The present disclosure relates to a solvent-free solid electrolyte for an alkali metal solid state battery comprising an alkali metal conducting salt and a semi-interpenetrating network (sIPN) of a crosslinked and a non-crosslinked polymer, wherein the semi-interpenetrating network is selected from a non-crosslinked polymer selected from the group consisting of polyethylene oxide (PEO), polycarbonate (PC), polycaprolactone (PCL), chain end modified derivatives of these polymers or mixtures of at least two components thereof, and the crosslinked polymer comprises polyethylene glycol dimethacrylate (PEGdMA). Furthermore, the disclosure relates to a process for preparing a solid electrolyte and to an alkali metal battery comprising the solid electrolyte.

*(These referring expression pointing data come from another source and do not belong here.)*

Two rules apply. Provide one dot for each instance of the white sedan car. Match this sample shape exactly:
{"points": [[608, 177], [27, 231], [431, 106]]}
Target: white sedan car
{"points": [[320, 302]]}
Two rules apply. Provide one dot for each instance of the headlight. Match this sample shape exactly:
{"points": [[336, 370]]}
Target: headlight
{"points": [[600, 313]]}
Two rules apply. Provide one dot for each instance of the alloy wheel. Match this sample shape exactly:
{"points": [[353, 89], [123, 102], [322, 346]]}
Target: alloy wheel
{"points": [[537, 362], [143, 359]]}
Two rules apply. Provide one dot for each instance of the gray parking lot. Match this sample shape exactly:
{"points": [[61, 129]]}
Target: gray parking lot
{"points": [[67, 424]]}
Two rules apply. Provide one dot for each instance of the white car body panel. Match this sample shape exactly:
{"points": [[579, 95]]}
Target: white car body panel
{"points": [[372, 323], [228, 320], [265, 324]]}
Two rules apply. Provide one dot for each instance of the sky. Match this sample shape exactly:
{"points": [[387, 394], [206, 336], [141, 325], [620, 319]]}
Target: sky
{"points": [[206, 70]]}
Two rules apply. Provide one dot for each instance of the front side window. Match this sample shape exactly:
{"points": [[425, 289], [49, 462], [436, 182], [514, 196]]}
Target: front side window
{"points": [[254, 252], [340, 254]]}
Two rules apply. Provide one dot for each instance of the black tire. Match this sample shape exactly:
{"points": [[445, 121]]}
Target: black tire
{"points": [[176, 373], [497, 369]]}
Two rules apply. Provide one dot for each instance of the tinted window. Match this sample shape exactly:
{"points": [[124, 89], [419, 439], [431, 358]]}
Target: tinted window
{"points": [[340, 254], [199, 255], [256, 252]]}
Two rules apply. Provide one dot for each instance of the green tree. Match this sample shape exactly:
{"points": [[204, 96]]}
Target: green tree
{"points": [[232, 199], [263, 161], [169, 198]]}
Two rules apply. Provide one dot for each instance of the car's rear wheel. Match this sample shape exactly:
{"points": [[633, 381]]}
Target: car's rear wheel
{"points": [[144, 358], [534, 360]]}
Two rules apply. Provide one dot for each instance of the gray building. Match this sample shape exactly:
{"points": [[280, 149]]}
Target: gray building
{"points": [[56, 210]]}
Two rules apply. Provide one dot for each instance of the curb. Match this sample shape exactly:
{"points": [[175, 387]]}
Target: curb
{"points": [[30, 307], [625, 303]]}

Increased user demands for sustainability and mobility have significantly changed the landscape of decentralized energy storage in recent decades. Whereas in the past the possibilities for the technical use of batteries were significantly limited due to their size, weight and only very limited electrical capacity, since the use of alkali metal-based energy storage systems, for example in the form of rechargeable lithium batteries, the possible applications have increased significantly. Since their market launch in the early 1990s, lithium-ion batteries have made mobile applications such as smartphones and laptops suitable for mass use. Continuous further developments have also led to an increase in energy densities and application reliability. It is precisely these optimization steps that have contributed to the fact that lithium-ion batteries, for example, are nowadays considered as stationary energy storage devices for decentrally generated electricity in the private and industrial sectors. Furthermore, these innovative electrical storage systems form the basis of new, climate-friendly transport concepts in the field of electromobility.

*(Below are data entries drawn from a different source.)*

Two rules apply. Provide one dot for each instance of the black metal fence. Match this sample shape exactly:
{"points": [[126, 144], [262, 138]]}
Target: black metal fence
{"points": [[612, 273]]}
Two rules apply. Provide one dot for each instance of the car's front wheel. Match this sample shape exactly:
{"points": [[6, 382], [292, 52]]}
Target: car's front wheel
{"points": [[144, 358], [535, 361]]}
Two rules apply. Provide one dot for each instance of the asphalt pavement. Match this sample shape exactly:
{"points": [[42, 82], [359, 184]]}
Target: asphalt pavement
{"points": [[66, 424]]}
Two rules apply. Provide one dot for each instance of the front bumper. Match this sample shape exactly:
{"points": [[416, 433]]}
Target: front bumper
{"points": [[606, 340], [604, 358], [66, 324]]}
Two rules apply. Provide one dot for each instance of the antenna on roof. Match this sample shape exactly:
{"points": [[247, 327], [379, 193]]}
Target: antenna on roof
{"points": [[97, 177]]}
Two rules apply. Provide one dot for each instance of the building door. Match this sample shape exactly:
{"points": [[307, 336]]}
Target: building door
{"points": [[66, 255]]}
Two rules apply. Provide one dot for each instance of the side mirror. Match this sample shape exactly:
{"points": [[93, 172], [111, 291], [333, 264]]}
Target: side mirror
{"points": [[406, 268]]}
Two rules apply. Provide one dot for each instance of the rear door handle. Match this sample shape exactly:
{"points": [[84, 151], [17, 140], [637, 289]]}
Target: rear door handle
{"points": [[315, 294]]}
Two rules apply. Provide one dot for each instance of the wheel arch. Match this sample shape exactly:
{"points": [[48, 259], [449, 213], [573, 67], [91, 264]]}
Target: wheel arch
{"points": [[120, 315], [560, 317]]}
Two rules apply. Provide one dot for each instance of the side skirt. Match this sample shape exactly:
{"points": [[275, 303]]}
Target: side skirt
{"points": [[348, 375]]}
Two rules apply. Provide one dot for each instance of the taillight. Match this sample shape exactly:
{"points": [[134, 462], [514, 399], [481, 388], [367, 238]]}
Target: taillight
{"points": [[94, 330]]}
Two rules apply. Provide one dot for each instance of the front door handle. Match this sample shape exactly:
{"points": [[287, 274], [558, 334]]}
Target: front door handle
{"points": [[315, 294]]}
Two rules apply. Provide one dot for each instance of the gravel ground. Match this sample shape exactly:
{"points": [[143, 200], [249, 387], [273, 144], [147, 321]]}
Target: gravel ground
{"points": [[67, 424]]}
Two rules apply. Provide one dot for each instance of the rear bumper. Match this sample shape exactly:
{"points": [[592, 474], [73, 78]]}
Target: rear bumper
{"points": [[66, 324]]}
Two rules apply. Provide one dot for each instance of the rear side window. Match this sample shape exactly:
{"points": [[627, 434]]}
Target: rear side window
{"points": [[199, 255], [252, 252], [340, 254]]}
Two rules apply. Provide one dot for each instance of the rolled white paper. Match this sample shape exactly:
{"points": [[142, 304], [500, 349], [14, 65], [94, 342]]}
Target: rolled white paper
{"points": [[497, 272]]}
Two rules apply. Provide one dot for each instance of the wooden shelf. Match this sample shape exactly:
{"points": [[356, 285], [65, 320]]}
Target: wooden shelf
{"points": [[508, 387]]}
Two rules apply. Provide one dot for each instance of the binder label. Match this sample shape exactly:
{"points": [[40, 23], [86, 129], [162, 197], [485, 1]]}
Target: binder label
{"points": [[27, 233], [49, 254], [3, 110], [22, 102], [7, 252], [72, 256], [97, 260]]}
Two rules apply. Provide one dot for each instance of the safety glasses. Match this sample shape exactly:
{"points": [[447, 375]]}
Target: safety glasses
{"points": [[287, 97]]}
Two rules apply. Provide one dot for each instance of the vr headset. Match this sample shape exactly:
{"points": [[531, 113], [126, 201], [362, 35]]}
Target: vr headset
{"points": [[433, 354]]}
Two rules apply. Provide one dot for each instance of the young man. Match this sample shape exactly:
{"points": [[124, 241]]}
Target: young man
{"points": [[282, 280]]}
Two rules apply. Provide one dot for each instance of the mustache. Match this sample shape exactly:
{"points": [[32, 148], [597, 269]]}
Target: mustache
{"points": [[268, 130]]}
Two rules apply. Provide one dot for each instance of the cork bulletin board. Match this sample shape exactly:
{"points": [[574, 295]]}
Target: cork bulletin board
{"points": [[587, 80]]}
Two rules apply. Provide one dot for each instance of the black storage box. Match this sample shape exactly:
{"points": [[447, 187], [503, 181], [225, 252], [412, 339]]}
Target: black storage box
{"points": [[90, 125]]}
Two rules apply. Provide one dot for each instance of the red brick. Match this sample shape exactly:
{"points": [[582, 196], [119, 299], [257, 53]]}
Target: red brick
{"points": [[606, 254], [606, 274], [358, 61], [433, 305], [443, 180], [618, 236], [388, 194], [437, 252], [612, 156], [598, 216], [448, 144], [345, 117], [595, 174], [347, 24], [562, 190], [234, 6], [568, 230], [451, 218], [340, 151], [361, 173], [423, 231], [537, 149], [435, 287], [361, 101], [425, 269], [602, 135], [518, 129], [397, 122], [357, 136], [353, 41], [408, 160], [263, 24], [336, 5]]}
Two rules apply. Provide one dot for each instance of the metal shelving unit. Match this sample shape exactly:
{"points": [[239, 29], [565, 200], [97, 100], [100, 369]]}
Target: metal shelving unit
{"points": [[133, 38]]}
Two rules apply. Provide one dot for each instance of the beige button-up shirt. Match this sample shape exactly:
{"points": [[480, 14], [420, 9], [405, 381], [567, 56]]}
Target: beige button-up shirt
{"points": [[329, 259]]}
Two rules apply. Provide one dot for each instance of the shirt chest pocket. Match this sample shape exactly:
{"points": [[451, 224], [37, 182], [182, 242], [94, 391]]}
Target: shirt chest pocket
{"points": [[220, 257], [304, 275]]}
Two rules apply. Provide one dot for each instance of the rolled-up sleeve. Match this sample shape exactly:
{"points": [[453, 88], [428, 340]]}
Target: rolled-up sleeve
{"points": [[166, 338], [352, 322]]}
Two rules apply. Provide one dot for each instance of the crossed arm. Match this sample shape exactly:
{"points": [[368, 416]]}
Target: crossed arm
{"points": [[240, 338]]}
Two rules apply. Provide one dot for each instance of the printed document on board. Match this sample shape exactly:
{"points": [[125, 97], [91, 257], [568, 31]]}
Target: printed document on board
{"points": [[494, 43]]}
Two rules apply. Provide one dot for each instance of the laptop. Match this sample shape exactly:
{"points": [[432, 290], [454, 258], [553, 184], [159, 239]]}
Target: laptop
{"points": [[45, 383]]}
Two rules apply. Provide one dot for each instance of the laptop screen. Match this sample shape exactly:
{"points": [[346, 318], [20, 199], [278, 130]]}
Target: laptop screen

In the field of alkali metal batteries, various technical concepts are being pursued to improve ease of use and storage capacity. One way of optimizing the safety and energy density of Li-metal batteries, for example, is to use solid electrolytes. Since polymer electrolytes have a lower gravimetric density compared with oxide- and sulfide-based solid electrolytes, this battery form offers in principle the possibility of achieving an increase in weight-related energy and power density relatively easily. In addition, polymer-based designs can demonstrate easier processability and better wetting of sulfide- or oxide-based composite electrodes. The basic requirement here is that the polymer electrolytes are compatible with respect to both the alkali metal and the positive electrode material, show homogeneous wetting of both electrodes, and allow deposition of alkali metal on the negative electrode.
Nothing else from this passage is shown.